Recently I decided, what if I do the necessary work to get rid of all this junk? Not to empty my inbox of thousands of unread email by now, but to stop receiving these emails I don’t want. So I decided that the moment I get an email, I will immediately open the email to unsubscribe from it permanently.
So now, whenever I get an email, I immediately spring into action, like a machine is taking over me, and open the email, scroll to the bottom, click the unsubscribe link, close the tab that just opened in Safari to unsubscribe, and go back to my life. The whole thing takes only a few seconds, and by the time the few seconds are over, I will never receive recurring emails from them again. I’ve spent only a few seconds to free myself of potentially hundreds of emails I don’t want or ever read.
What I learned from this is how habits form. There’s a lot of good books on the topics of habits, most popular of them is Atomic Habits by James Clear. It’s a good book, I liked it, it had really valuable things to share. What I learned from this experience is that you can’t form a habit out of anything. Habits aren’t magic solutions that fix something in your life without real effort. No such thing.
Habits are there to solve specific problems. The solution of the problem has to have certain characteristics to it that make it eligible for a habit. There also has to be something in your life that brings your attention to the problem that you’re trying to solve. Here are the characteristics I learned are required for forming an effective habit:
- A clear trigger for starting the habit.
- The solution has to be in the form of a clear sequence of behaviors that you can easily do.
- The behaviors must require at most only minimal attentiveness.
- There has to be a very clear end in sight.
The trigger for me is receiving an email notification on my phone from a website/app/service that I don’t want to receive emails from.
The solution for the problem of unsubscribing from an email contains the following sequence of behaviors:
See email → Open email → Scroll to the bottom → Find Unsubscribe link→ Open Unsubscribe link → Finish the unsubscribing process → Close everything
All this behavior is entirely internalized, I don’t need to put any effort into remembering the next step. I don’t think of it as a sequence, because the entire sequence is made automatic for me. I don’t have to think about it, it’s all easy. The only attentiveness that is only sometimes required is that some sites require me to fill a form of checking/unchecking boxes to finish the unsubscribing process. Most don’t though, I’m automatically unsubscribed just by opening the link in the email.
The clear end in sight is the webpage that opens when I unsubscribe telling me I have unsubscribed. They make it clear.
(Fun fact: I got an email from Tumblr and unsubscribed while writing this hehe.)

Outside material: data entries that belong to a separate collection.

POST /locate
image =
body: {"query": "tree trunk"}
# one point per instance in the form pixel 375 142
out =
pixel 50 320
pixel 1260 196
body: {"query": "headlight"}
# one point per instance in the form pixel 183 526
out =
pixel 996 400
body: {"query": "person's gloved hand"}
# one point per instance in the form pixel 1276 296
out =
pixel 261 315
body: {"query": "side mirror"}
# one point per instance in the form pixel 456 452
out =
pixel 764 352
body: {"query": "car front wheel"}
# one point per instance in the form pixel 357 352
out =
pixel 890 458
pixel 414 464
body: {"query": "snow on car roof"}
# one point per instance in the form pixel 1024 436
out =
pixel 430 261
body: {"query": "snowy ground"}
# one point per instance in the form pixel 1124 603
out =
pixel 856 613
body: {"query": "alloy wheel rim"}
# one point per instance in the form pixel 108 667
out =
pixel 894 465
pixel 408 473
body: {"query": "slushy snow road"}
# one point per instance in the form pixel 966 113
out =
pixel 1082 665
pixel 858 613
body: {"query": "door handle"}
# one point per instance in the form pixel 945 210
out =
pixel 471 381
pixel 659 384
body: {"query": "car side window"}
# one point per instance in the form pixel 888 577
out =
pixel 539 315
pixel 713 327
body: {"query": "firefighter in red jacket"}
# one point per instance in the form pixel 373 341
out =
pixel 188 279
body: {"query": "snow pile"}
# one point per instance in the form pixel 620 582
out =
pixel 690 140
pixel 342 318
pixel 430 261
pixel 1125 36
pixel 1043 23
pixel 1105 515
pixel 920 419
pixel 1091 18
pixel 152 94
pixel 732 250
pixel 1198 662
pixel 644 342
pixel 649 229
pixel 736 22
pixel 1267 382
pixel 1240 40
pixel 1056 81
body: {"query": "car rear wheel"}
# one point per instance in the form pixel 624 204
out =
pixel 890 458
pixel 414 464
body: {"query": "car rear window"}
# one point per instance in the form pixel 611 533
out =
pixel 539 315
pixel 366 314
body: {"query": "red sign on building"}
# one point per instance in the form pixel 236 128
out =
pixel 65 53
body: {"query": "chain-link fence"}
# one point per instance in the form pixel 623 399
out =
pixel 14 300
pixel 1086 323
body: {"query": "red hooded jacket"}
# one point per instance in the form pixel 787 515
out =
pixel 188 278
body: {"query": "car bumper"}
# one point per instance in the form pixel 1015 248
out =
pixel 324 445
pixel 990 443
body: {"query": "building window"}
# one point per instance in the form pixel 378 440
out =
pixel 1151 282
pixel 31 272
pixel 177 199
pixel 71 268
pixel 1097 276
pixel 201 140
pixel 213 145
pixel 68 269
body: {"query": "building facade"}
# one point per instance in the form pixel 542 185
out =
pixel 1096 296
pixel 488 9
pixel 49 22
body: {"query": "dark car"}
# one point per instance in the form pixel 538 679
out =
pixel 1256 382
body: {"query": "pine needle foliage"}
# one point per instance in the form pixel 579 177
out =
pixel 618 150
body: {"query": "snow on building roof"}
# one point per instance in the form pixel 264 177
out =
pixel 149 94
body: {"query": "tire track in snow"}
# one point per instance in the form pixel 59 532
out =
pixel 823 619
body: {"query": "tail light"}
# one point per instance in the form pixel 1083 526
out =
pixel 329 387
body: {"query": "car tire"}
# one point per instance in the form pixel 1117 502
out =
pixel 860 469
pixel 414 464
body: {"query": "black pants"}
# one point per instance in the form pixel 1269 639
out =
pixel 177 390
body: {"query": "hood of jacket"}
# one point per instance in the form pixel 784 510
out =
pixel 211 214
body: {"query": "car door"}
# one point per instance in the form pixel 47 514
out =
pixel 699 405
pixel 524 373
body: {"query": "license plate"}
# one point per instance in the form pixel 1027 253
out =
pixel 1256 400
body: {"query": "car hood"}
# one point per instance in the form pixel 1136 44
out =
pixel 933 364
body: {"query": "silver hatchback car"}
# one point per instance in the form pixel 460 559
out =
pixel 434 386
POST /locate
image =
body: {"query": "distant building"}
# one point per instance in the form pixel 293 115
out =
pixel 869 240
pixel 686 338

What this means is that not everything can be solved in the form of a habit. Meditation for example doesn’t work this way, because you need to pay attention in meditation, your mind has to be present with the experience. You can form a habit to start the meditation, but the meditation itself cannot be an automatically operated habit. So in this case, a habit can take you to the water, but you have to do the drinking yourself.

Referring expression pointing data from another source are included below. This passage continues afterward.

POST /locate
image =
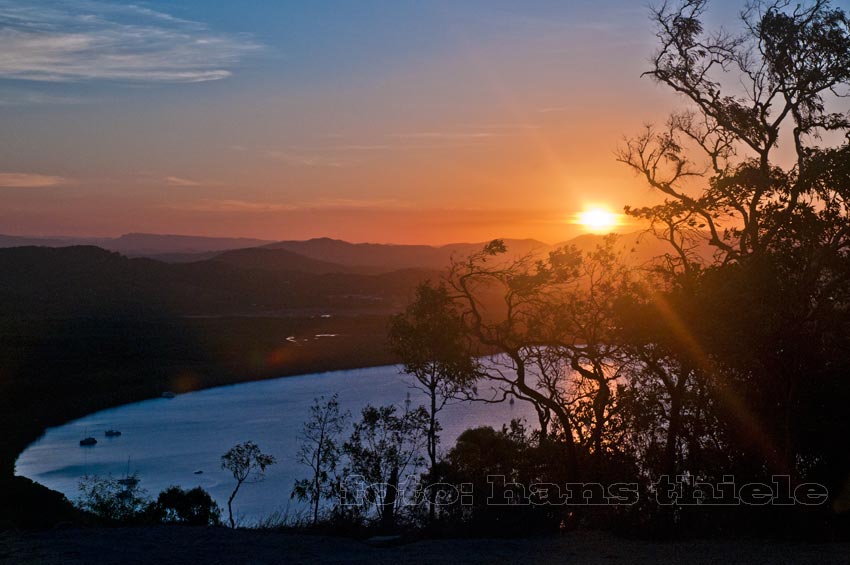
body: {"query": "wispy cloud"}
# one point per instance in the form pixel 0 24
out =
pixel 15 97
pixel 29 180
pixel 93 40
pixel 231 206
pixel 304 159
pixel 446 135
pixel 248 207
pixel 180 181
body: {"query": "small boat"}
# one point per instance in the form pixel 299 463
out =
pixel 129 481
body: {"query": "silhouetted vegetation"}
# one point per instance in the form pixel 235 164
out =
pixel 246 462
pixel 320 450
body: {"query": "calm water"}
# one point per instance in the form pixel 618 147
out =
pixel 168 440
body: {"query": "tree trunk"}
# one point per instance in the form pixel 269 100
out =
pixel 230 504
pixel 388 514
pixel 432 450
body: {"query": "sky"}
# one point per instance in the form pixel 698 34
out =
pixel 386 121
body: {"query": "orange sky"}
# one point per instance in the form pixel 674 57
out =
pixel 506 127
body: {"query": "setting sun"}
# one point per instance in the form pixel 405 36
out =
pixel 597 219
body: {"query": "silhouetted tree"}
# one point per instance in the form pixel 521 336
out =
pixel 112 500
pixel 760 326
pixel 384 450
pixel 245 462
pixel 194 507
pixel 430 340
pixel 320 450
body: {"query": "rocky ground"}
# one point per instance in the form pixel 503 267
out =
pixel 220 545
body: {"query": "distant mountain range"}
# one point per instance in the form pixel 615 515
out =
pixel 143 274
pixel 323 255
pixel 140 244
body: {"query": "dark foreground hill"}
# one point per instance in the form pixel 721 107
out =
pixel 180 544
pixel 82 329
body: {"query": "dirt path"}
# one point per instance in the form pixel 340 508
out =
pixel 162 545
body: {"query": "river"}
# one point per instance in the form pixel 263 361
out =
pixel 167 441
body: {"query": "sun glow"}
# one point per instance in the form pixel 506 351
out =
pixel 598 219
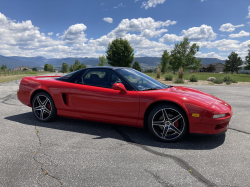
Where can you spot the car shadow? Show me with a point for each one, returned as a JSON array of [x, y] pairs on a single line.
[[123, 133]]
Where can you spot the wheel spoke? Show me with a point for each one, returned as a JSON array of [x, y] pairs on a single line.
[[47, 110], [165, 132], [176, 118], [39, 101], [45, 102], [37, 108], [158, 123], [41, 114], [165, 115], [175, 129]]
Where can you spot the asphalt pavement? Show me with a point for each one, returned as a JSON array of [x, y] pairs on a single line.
[[69, 152]]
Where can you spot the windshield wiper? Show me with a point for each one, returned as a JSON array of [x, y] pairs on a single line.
[[151, 89]]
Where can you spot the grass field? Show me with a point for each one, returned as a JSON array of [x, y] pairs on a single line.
[[8, 78], [204, 76]]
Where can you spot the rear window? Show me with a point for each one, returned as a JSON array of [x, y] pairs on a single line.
[[67, 76]]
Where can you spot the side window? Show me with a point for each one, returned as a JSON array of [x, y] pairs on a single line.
[[98, 78], [115, 79]]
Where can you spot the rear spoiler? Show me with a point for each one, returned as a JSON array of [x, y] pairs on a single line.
[[46, 76]]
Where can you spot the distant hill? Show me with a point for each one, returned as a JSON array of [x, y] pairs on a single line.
[[39, 61]]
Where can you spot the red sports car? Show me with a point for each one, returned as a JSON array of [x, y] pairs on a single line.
[[125, 96]]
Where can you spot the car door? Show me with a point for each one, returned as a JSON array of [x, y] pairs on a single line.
[[95, 98]]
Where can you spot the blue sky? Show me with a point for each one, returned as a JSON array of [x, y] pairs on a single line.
[[62, 28]]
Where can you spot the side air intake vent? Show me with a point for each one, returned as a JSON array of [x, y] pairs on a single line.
[[64, 99]]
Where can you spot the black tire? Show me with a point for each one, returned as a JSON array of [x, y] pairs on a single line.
[[167, 130], [43, 110]]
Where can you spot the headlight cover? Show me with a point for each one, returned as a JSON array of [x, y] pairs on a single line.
[[219, 116]]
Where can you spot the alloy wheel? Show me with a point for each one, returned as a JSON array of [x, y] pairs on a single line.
[[168, 123], [42, 107]]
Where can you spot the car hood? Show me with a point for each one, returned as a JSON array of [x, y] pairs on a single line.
[[194, 94]]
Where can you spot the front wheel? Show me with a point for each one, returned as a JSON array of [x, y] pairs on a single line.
[[43, 107], [168, 123]]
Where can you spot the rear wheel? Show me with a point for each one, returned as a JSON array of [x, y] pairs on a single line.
[[43, 107], [168, 123]]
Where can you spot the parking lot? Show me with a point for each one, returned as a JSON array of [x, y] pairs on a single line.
[[69, 152]]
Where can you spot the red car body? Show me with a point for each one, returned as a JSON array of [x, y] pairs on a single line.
[[131, 108]]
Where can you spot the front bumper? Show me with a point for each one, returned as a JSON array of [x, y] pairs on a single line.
[[205, 128], [208, 125]]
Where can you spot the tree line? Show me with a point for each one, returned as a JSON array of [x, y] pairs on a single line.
[[120, 53]]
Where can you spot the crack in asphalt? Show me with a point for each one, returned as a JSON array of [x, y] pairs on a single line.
[[239, 131], [182, 163], [9, 97], [42, 164], [159, 179]]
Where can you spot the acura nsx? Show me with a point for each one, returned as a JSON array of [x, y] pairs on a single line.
[[125, 96]]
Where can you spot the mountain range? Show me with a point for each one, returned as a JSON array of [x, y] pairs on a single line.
[[39, 61]]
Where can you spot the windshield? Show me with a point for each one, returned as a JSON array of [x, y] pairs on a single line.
[[140, 80]]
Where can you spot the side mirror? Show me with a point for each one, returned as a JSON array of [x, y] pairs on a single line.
[[119, 86]]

I hope this insight can be of some use to you in some way some day. I think I was only able to form this habit around emails because I learned a lot about habits over the years, and internalized the lessons and insights and principles, that my mind just came up with this solution immediately.
😀
Last Black Friday was a good chance to unsubscribe from all the stores. Emails kept flowing like a river. Except one store that is so stubborn to unsubscribe from!